Identity column and "EntityID" column naming convention

  • This isn't* specific to 2022, but SQL in general.

    I will be joining a full green field development project of a new application.

    One of the things I will be setting as a standard will be to ban the use and visibility of identity primary key columns to end users or (especially) report writers and instead use separate natural identifiers that are agnostic to the primary key.

    I am struggling with naming conventions to use for the identity column and the human-readable identifier column.

    Naming identity columns just 'ID', then foreign key columns table_ID creates ambiguity in joins with multiple tables. (But EF also likes it when identity columns are named ID.)

    If I name them TableID, then it creates ambiguity in attributes like 'Product ID' or 'Employee ID.'

    I experimented with naming them TableIdent then using the same column name for the foreign key column, but this got pretty verbose in wide junction tables and tables with a lot of look ups and maintaining the relationships in EF got extremely confusing in C# naming conventions. (Implementing it database first is still a possibility, EF just seems easier to iteratively add more entities to the database)

    Any recommendations?

  • You can't guarantee that natural keys will always be a single column.

    For artificial integer keys, I recommend using <TableName>ID (where <TableName> is the actual table name)to avoid ambiguity and confusion.

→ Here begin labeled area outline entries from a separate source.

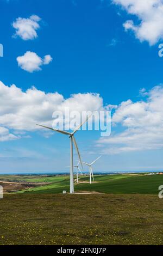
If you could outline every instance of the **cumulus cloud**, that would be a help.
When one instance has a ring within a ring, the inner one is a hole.
[[[145,89],[142,90],[145,93]],[[105,154],[158,149],[163,148],[163,86],[145,93],[145,100],[122,102],[112,121],[123,131],[101,138],[97,146]]]
[[[138,19],[126,21],[126,31],[132,31],[141,42],[147,41],[153,45],[163,39],[163,3],[162,0],[112,0],[120,5],[129,15]]]
[[[19,136],[9,132],[8,129],[0,126],[0,142],[17,139]]]
[[[16,29],[13,37],[20,36],[24,40],[32,40],[37,37],[36,31],[40,28],[41,18],[37,15],[32,15],[29,18],[18,17],[12,23]]]
[[[2,82],[0,99],[0,141],[24,137],[28,131],[42,131],[36,123],[52,127],[54,111],[64,112],[65,108],[68,107],[70,111],[81,112],[103,108],[99,94],[79,93],[64,99],[57,92],[46,93],[35,87],[23,92],[14,84],[8,87]]]
[[[27,52],[17,58],[18,65],[24,70],[32,73],[41,70],[42,65],[48,65],[53,60],[51,55],[46,55],[43,59],[33,52]]]

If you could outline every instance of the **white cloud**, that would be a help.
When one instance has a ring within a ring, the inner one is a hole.
[[[26,71],[33,72],[35,71],[41,70],[42,65],[47,65],[52,61],[52,57],[50,55],[46,55],[43,59],[35,52],[27,52],[22,56],[17,58],[18,66]]]
[[[18,138],[18,136],[10,133],[8,129],[0,126],[0,142],[17,139]]]
[[[40,28],[41,19],[37,15],[32,15],[29,18],[18,17],[12,23],[16,32],[13,37],[20,36],[24,40],[32,40],[37,37],[36,31]]]
[[[163,148],[163,86],[145,95],[143,101],[122,102],[115,110],[112,122],[123,131],[98,140],[97,146],[104,154]]]
[[[46,93],[35,87],[24,92],[14,84],[8,87],[0,81],[0,141],[24,137],[22,132],[40,129],[45,132],[35,124],[52,127],[54,111],[64,112],[65,107],[70,111],[93,111],[103,108],[103,104],[99,94],[79,93],[64,99],[57,92]]]
[[[163,3],[162,0],[112,0],[120,4],[129,15],[138,18],[126,21],[123,26],[126,31],[132,31],[141,42],[147,41],[153,45],[163,39]]]

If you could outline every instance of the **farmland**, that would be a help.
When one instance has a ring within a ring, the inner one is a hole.
[[[1,200],[0,245],[162,245],[162,176],[80,176],[76,192],[91,194],[62,194],[68,175],[1,176],[33,186]]]

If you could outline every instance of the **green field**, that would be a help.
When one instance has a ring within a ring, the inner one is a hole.
[[[44,185],[19,191],[18,193],[58,193],[63,190],[70,190],[70,176],[54,176],[49,177],[19,178],[20,180],[28,182],[48,182],[50,184]],[[89,181],[88,176],[80,176],[79,181]],[[158,193],[159,186],[163,184],[163,175],[147,175],[139,174],[131,176],[128,174],[95,175],[96,183],[75,184],[76,191],[97,191],[106,193],[116,194],[153,194]]]
[[[7,194],[0,245],[162,245],[162,209],[151,194]]]
[[[62,194],[68,175],[0,180],[39,182],[1,199],[1,245],[163,245],[163,175],[95,175],[95,183],[75,184],[76,192],[101,192],[91,194]]]

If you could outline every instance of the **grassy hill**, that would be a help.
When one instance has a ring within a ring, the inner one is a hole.
[[[23,178],[28,182],[47,182],[47,185],[39,186],[18,193],[58,193],[63,190],[70,191],[70,176],[39,176]],[[88,181],[89,176],[80,176],[79,181]],[[158,187],[163,185],[163,175],[139,174],[116,174],[95,176],[95,183],[75,183],[75,191],[96,191],[116,194],[158,194]]]

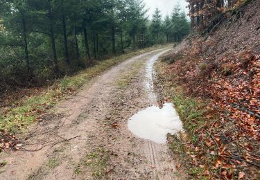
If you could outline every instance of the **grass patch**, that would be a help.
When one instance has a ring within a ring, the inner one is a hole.
[[[86,156],[84,165],[90,168],[93,177],[101,177],[105,175],[110,159],[110,154],[108,150],[98,147],[96,151]]]
[[[159,49],[163,46],[148,48],[100,61],[94,66],[84,70],[73,76],[58,80],[37,96],[32,95],[8,107],[0,109],[0,130],[10,134],[24,132],[34,121],[40,119],[40,115],[57,104],[60,100],[73,93],[83,84],[89,82],[105,70],[139,54]],[[128,83],[128,82],[123,82]]]
[[[116,82],[116,87],[120,89],[128,87],[131,84],[132,80],[134,79],[140,71],[144,63],[144,61],[140,60],[138,61],[138,62],[131,64],[131,70],[127,73],[125,73],[125,71],[123,71],[123,75]]]
[[[59,163],[55,159],[51,159],[47,163],[47,166],[51,169],[53,169],[58,165],[59,165]]]
[[[202,148],[201,146],[203,146],[196,132],[208,123],[207,115],[209,109],[207,106],[209,102],[185,94],[184,89],[177,85],[173,77],[169,75],[168,72],[165,71],[168,69],[168,66],[166,62],[156,64],[157,81],[159,84],[164,87],[164,96],[171,97],[172,99],[186,131],[185,133],[180,132],[178,135],[168,136],[169,148],[180,159],[182,167],[187,174],[196,179],[209,179],[210,177],[207,174],[205,175],[207,164],[202,167],[198,164],[198,152],[196,152],[196,150],[199,151]],[[197,145],[197,149],[194,146],[191,146],[191,143]],[[209,164],[214,161],[212,158],[211,156],[207,157]],[[198,165],[194,166],[194,163],[197,163]]]
[[[7,165],[6,161],[3,161],[0,162],[0,168],[6,166]]]

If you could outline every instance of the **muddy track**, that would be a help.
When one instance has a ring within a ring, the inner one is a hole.
[[[1,155],[8,163],[0,179],[180,179],[166,145],[127,127],[133,114],[156,103],[148,67],[166,50],[126,60],[62,101],[31,128],[21,150]]]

And use the same name on the foreign key side, adding further descriptors when necessary because you have multiple foreign keys to the same table. Use naming consistently across the domain -- don't call a thing something different just because it occurs in a different table. If you need to rename them in the output for clients, do so there.

    I hate seeing a soup full of ID's in a query full of aliased tables (especially if aliased with only one or two letters) and trying to determine what each ID represents.

    I've adopted the convention of using <TableName>Identifier for character/guid IDs.

  • Correct - I didn't mean to say I would be using natural keys.

    Every table will have a surrogate key that no user will be allowed to see or use and every entity will have a human-consumable identifier (even if it is a guid) so that we can use the ID everywhere and not have the current system of a bunch of things being named randomly all over the place that somewhat works in the job/report because they use surrogate keys from the source system, but isn't discoverable anywhere else because they are named incorrectly.

    Or even worse, having to go through the ERP system and append strings to some of the identifiers with non-sargable queries because the source system identifier collided with an identifier already in ERP

  • I like the idea of splitting the identity keys, artificial keys, from the natural keys. I also like the idea of hiding the artificial keys from the end users. I'm not sold on the idea of creating a second artificial key and giving that to the users. Seems like extra work for not much return. Instead, I'd just use the natural key (which I'd enforce on every table, regardless), even if it is multi-column.

    As to naming, it's all about clarity. TableID is pretty clear. Whether or not you camel case or put an underscore in or whatever, I don't care. Let's just make things clear through an easily understood pattern. You're 100% correct that having every table have an ID column, that transforms to TableID in FKs is a nightmare. As to your added artificial column, again, go with clarity. Ident is OK, but feels redundant to ID. Maybe switch things. Call your hidden artificial key columns TablePK, then call the exposed ones TableID? Again, just go for something clear and easy to understand.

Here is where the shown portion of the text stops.